To the credit of E-Line, The Endless Mission really does seem like the perfect fit between using something like RPG-maker and something like Mario Maker. The whole process seems designed to ease you into the concept of making games and levels, training your brain to think like a designer.
It starts with the single-player aspect of the game. There are a few different ways to play the levels, but in the game mode that was shown to me at E3, I was a single unit in a RTS (really more of a tower defense game) and had to defend against a horde of enemies that were attacking. I had a single attack, but I also had a superpower that would allow me to change the conditions of the level or the behaviors of the AI. Sometimes this meant changing the programming of enemies to become allies, or it meant changing the behaviors so the enemies would all clump to one area, allowing me to deal more damage. I faced three waves of foes before clearing the level.
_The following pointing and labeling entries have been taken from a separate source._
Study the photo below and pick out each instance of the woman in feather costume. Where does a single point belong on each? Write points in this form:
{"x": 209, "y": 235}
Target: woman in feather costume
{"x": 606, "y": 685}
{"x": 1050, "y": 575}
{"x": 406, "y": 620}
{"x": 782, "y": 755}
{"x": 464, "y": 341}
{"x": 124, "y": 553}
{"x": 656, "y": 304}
This was clearly an early prototype of the kind of content that E-Line will create or will be created by the community, so it’s hard to say how much of the actual game will be playing little missions like that and how good it will feel. But I could see how it would help train players to think of the conditions and programming required to create games.
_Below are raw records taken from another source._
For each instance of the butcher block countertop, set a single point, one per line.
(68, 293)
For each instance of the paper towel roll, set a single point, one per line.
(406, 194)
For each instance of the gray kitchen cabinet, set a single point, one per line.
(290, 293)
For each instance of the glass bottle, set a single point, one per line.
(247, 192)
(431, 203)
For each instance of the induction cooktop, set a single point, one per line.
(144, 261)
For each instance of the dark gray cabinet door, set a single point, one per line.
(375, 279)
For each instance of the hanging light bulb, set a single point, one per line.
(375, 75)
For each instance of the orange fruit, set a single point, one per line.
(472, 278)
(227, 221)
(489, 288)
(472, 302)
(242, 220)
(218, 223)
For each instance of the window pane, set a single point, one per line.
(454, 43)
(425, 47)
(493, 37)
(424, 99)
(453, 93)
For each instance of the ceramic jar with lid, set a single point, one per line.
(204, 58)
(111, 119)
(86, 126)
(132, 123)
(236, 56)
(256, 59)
E-Line then showed off just how detailed their builder can get, making a platformer level before my eyes (sped up in the interest of time). The different game modes like the platformer, RTS, racing, etc each have their own assets which can be plugged into the builder, allowing you to mix and match the aesthetic of the assets to your liking.
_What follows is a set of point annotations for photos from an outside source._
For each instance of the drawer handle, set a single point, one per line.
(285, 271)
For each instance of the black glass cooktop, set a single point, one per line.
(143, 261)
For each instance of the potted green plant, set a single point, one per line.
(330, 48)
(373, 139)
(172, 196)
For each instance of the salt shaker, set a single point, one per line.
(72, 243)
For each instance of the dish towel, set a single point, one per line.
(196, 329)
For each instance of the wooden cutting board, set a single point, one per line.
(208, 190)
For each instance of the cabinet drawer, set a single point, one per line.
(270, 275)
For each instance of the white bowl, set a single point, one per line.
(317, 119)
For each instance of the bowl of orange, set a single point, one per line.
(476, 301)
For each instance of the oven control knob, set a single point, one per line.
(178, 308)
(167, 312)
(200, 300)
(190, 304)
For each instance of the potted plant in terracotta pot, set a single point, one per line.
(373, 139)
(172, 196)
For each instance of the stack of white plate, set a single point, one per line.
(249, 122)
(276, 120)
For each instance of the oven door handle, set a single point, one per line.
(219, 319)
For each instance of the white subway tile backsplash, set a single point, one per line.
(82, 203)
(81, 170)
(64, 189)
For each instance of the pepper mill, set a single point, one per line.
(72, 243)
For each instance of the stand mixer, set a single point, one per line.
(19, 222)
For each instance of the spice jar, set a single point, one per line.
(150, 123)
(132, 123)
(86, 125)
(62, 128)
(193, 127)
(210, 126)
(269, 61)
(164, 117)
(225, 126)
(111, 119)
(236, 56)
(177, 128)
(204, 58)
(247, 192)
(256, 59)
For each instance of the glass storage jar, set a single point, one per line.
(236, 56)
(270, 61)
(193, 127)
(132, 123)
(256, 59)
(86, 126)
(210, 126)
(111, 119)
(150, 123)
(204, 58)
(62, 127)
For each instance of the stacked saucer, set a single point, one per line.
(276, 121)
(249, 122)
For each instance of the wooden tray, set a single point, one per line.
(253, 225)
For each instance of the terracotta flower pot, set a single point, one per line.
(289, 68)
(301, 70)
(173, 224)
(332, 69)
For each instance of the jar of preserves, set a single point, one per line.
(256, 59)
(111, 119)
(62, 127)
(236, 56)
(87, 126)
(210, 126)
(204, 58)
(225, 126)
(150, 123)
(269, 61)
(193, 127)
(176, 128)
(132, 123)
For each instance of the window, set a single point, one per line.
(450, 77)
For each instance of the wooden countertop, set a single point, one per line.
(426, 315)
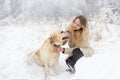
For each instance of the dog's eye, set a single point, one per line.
(61, 31)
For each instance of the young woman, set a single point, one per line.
(78, 42)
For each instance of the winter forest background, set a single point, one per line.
(25, 24)
(39, 9)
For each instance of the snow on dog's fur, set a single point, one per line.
(46, 55)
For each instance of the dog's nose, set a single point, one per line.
(68, 31)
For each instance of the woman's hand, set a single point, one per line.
(58, 49)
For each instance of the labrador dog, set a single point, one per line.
(46, 56)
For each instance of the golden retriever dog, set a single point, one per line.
(46, 55)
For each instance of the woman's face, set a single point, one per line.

The builder itself has been designed to replicate Unity, as The Endless Mission is basically training for how to work your way up to building games in that program. As the video flashes along I see how models can be added and programmed so that certain button presses result in certain actions, like using space bar to jump. I see how environments can be built and then given commands, like adding a floating platform that slides back and forth.
I asked E-Line a few questions about The Endless Mission, though it’s hard to get concrete answers as much of the design is fluid as the game heads into early access. Building a community feels like a monumental task and something that is important to the game. Likewise, curation and making sure that the best work is rising to the top feels like an equally pressing task. Luckily, E-Line seemed like they’d been discussing these things themselves, believing that their fit in the market would help draw people to The Endless Mission and putting an emphasis on sharing the best content.
The Endless Mission is definitely interesting, though I think the true test of the game won’t be something accomplished by the developers, but rather by the community. Game designers have been building great games using all kinds of different software. Hotline Miami was built using GameMaker, To The Mon was built using RPG-maker. Maybe we’ll see a game of this stature that was built using The Endless Mission, or (perhaps more likely) someone will be building games in Unity but learned how to do so because they started with this.
The Endless Mission will enter Early Access on Steam in 2019.